Mal-Illumination… The Silent Epidemic
“Mal-illumination”, a term coined by Ott, is an environmental condition characterized by the absence of full-spectrum light resulting in dire health consequences. Mal-illumination is a silent epidemic of sunlight starvation impacting the majority of the world today. It is a condition found primarily in industrialized countries when people’s lifestyles force them to be indoors for the majority of the day. Compounding the problem, when people are outside, many use sunscreens, which, if applied as directed, can significantly prevent the production of vitamin D in the skin. As a result, many of us experience decreasing vitamin D levels and the risk of serious health problems.

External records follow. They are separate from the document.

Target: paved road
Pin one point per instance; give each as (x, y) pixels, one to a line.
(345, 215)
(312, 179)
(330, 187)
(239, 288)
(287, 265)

A landmark study published in November, 2016, in the journal Dermato-Endocrinology has world-renowned researchers calling insufficient sun exposure an emerging health problem in the United States. In their paper, The Risks and Benefits of Sun Exposure 2016, the authors reference major papers in the past five years in concluding that Americans are not getting enough sun exposure and that public health advice needs to be retooled to embrace moderate sun while focusing on sunburn prevention. “The message of sun avoidance advocated by our government, and some within the medical community, should be changed immediately to a recommendation of regular non-burning sun exposure for most Americans,” said lead author Dr. David Hoel, a member of the National Academy of Medicine and Distinguished University Professor at the Medical University of South Carolina, “The sun is essential for life and should be diligently pursued in moderation, not avoided.”
The authors are clear: sunscreen should be used as a tool to prevent sunburn, but the public should know that over-use of the product may have unintended consequences. They are calling for sunscreen labels to contain a statement explaining that sunscreen blocks vitamin D production in the skin. Labeling should also acknowledge that sunscreens have not been shown to be effective in reducing the risk of melanoma.